= Compressed data structure =

The term compressed data structure arises in the computer science subfields of algorithms, data structures, and theoretical computer science. It refers to a data structure whose operations are roughly as fast as those of a conventional data structure for the problem, but whose size can be substantially smaller. The size of the compressed data structure is typically highly dependent upon the information entropy of the data being represented.

Important examples of compressed data structures include the compressed suffix array and the FM-index, both of which can represent an arbitrary text of characters T for pattern matching. Given any input pattern P, they support the operation of finding if and where P appears in T. The search time is proportional to the sum of the length of pattern P, a very slow-growing function of the length of the text T, and the number of reported matches. The space they occupy is roughly equal to the size of the text T in entropy-compressed form, such as that obtained by Prediction by Partial Matching or gzip. Moreover, both data structures are self-indexing, in that they can reconstruct the text T in a random access manner, and thus the underlying text T can be discarded. In other words, they simultaneously provide a compressed and quickly searchable representation of the text T. They represent a substantial space improvement over the conventional suffix tree and suffix array, which occupy many times more space than the size of T. They also support searching for arbitrary patterns, as opposed to the inverted index, which can support only word-based searches. In addition, inverted indexes do not have the self-indexing feature.

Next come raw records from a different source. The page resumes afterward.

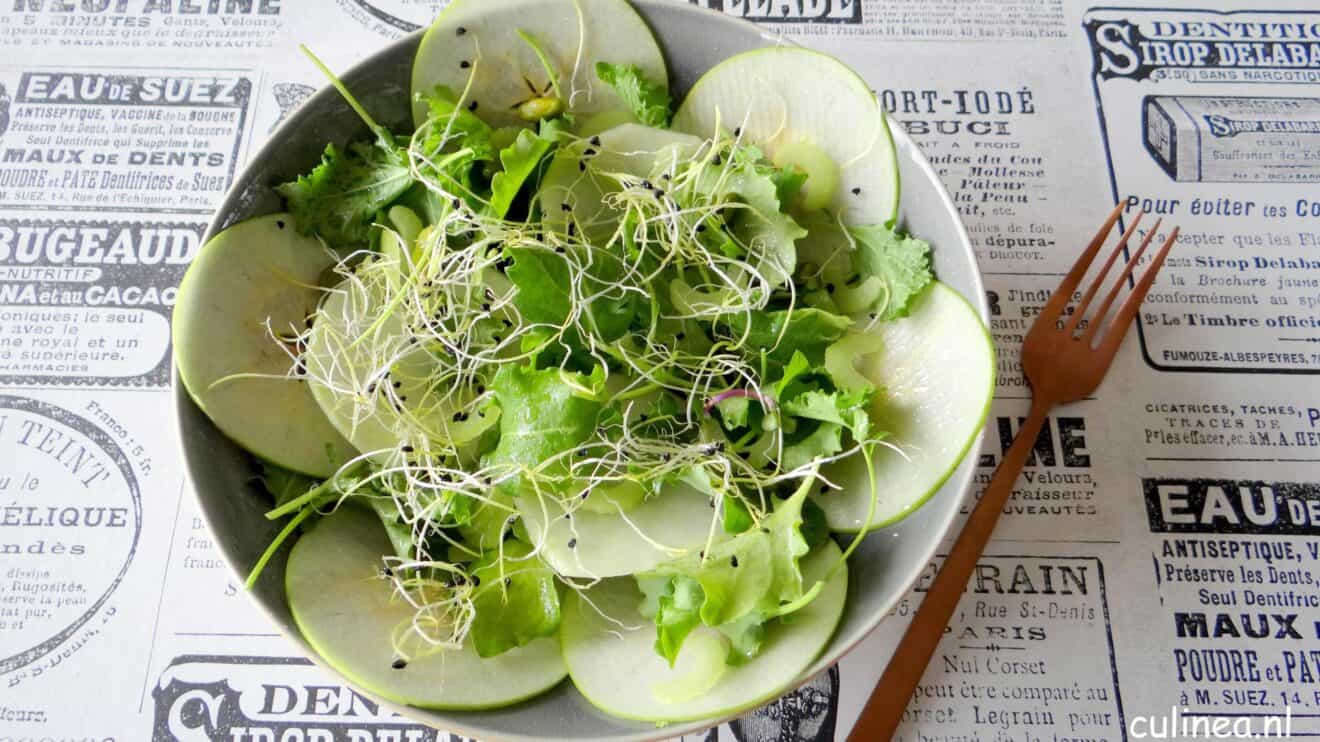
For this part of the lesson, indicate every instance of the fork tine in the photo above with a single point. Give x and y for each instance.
(1054, 308)
(1080, 310)
(1114, 336)
(1098, 320)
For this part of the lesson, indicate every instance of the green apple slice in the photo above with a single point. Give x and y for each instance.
(478, 46)
(611, 658)
(799, 106)
(580, 176)
(672, 523)
(936, 372)
(349, 613)
(255, 273)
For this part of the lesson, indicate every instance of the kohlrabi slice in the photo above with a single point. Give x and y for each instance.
(580, 543)
(511, 58)
(585, 172)
(248, 285)
(809, 110)
(353, 345)
(611, 658)
(935, 370)
(351, 615)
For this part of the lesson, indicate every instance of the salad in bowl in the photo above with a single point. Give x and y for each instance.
(578, 378)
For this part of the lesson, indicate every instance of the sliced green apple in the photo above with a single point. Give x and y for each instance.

An important related notion is that of a succinct data structure, which uses space roughly equal to the information-theoretic minimum, which is a worst-case notion of the space needed to represent the data. In contrast, the size of a compressed data structure depends upon the particular data being represented. When the data is compressible, as is often the case in practice for natural language text, the compressed data structure can occupy space very close to the information-theoretic minimum, and significantly less space than most compression schemes.